Most organizations start with Level1 and 2 experienced staffers, he said, the add those with Level 3 experience (subject matter experts like forensic analysts, experienced incident responders and others). One main goal is to automate workflows as much as possible, Pileggi said. Ultimately those with threat intelligence and threat hunting can be added to the team.
He advised administrators to have the most recent version of Windows PowerShell for creating scripts. The usual logs will be poured in – including from incident detection and prevention devices – but if possible also include Windows SYSMON logs.
In addition to having primary and secondary redundancy, ensure the SIEM’s test environment uses production data. Otherwise, when testing the logic of rules being drafted the performance impact won’t be relevant to the operational system.
The good news is that SIEMs can and should be tuned for zippy performance. After all, Pileggi pointed out, what use is a query of historical data if it takes a week to get an answer? Remember, he said the median dwell time of an attacker can be as much as 99 days.
And, he added, the performance of a SIEM should be measured by its speed, not by CPUs or RAM or hard drive size. “You should be able to do a query on an atomic indicator –for example, one IP address for a 14 day period – in 60 seconds or less. It is totally possible.”
For management he suggested creating a use case library of incidents that will trigger alerts, as well as an alert playbook for incident response. There’s no sense having rules in the SIEM if the security team doesn’t know what to do when an alarm goes off, he reasoned. The playbook can be tied to a threat intelligence database so a staffer has context of what the alert means.
Use cases are built around an attack’s techniques the security team wants to detect (the download of an EXE file, malware on a critical server and so on).
For better organization, each case should be numbered, named and include several fields – for example Case Name (perhaps UC001 EXE downloading from Uncategorized Web Site; UC002 Detect PoisonIvy RAT etc), Category (typically linked to an attack cycle or kill chain); Priority; Description; Log Source Requirements; Associated Reference Lists; Rule pseudo-code; Rule Logic; Other Notes; and Test Script.
Rules are first written in ‘pseudo-code’ (quasi-programming language that should come with the SIEM) so the team has an idea of the logical structures of the rules. The rule itself has to include the actual logic so an analyst looking into an event can understand what it is for. If something triggers a particular alert and no one knows why, Pileggi said, it becomes hard to investigate.
A test script to trigger a use case should be included for a simple reason: Many use cases that are created may never be seen (or at least not regularly), he pointed out, but they still have to be created. The test script is there to see if the rule still works and staff respond appropriately.
Finally, the playbook lists a series of numbered procedures to be done when an alert triggers, so the team’s response is repeatable and consistent. (So, for example, the playbook for UC001 EXE listed above might list the Priority as Medium, and list several Actions to Take (AT), which are also numbered (for example, AT4 Submit File to Automated Sandbox)

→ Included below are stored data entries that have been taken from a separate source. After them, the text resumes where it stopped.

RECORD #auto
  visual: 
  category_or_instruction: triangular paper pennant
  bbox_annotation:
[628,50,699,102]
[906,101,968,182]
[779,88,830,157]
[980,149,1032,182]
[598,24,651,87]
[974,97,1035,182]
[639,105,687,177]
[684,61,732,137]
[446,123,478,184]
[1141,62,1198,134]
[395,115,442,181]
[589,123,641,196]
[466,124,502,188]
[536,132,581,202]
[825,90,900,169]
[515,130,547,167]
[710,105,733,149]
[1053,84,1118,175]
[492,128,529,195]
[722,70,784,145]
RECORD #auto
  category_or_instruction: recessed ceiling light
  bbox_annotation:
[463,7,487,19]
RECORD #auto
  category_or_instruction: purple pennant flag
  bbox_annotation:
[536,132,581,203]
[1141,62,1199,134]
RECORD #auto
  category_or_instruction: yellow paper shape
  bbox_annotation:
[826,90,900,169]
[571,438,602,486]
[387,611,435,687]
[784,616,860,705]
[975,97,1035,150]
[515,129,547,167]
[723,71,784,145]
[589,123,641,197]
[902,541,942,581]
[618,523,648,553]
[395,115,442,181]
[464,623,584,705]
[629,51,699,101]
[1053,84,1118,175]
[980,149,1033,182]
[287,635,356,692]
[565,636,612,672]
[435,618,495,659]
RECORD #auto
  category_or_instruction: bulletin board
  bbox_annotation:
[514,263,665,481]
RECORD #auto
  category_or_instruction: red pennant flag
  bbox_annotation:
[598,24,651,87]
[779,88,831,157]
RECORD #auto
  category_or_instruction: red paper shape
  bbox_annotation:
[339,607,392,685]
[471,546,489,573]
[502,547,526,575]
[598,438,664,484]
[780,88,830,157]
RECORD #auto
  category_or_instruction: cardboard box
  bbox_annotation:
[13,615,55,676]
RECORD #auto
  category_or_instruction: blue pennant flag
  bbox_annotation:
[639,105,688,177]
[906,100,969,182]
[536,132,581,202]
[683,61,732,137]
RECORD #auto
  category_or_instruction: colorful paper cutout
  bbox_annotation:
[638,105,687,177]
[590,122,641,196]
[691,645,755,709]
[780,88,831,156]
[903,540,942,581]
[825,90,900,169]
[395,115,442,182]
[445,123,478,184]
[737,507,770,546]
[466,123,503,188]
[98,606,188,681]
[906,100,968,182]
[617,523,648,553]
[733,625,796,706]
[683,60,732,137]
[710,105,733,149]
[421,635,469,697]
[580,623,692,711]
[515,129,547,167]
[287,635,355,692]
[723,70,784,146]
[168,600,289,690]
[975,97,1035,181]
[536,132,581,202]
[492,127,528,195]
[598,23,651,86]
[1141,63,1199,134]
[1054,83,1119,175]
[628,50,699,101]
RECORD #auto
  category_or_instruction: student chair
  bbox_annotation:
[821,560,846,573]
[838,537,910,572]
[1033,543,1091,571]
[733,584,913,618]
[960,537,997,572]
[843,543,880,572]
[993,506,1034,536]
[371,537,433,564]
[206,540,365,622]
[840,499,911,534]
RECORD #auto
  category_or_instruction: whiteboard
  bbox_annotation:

In his presentation Pileggi suggested 10 basic rules or use cases (among them, a successful remote authorization by TOR exit node; detection of credential theft tools; potential brute force attack detected; download of a suspicious file; service installation on a critical server).
He also suggested another 16 rules for “tricky” situations (for example, named pipe impersonation, which is a form of privilege escalation; database acting unusually; deletion of Windows Shadow Copies; a local account created on a server and others).
Finally, he suggested creating use cases for a number of known threat actors. These will vary according to an organization’s or industry’s experience.
In an interview Pileggi agreed many organizations aren’t getting the most out of their SIEMs. “A lot of what we see is organizations get a SIEM, implement it, do an initial configuration and then expect that it’s going to work for a long time. But really you need to have constant development and consistent tuning.”
“It’s a combination of getting the right information into the SIEM, making sure that it’s available and accessible as you collect more data, and also putting the right rules and logic in place to bubble up or highlight the pieces of data that are most relevant to at least initiate an investigation.
“You want to use a SIEM for two things: Alerting to suspicious activity, but also for investigating historical activity. Balancing those two can sometimes be difficult.”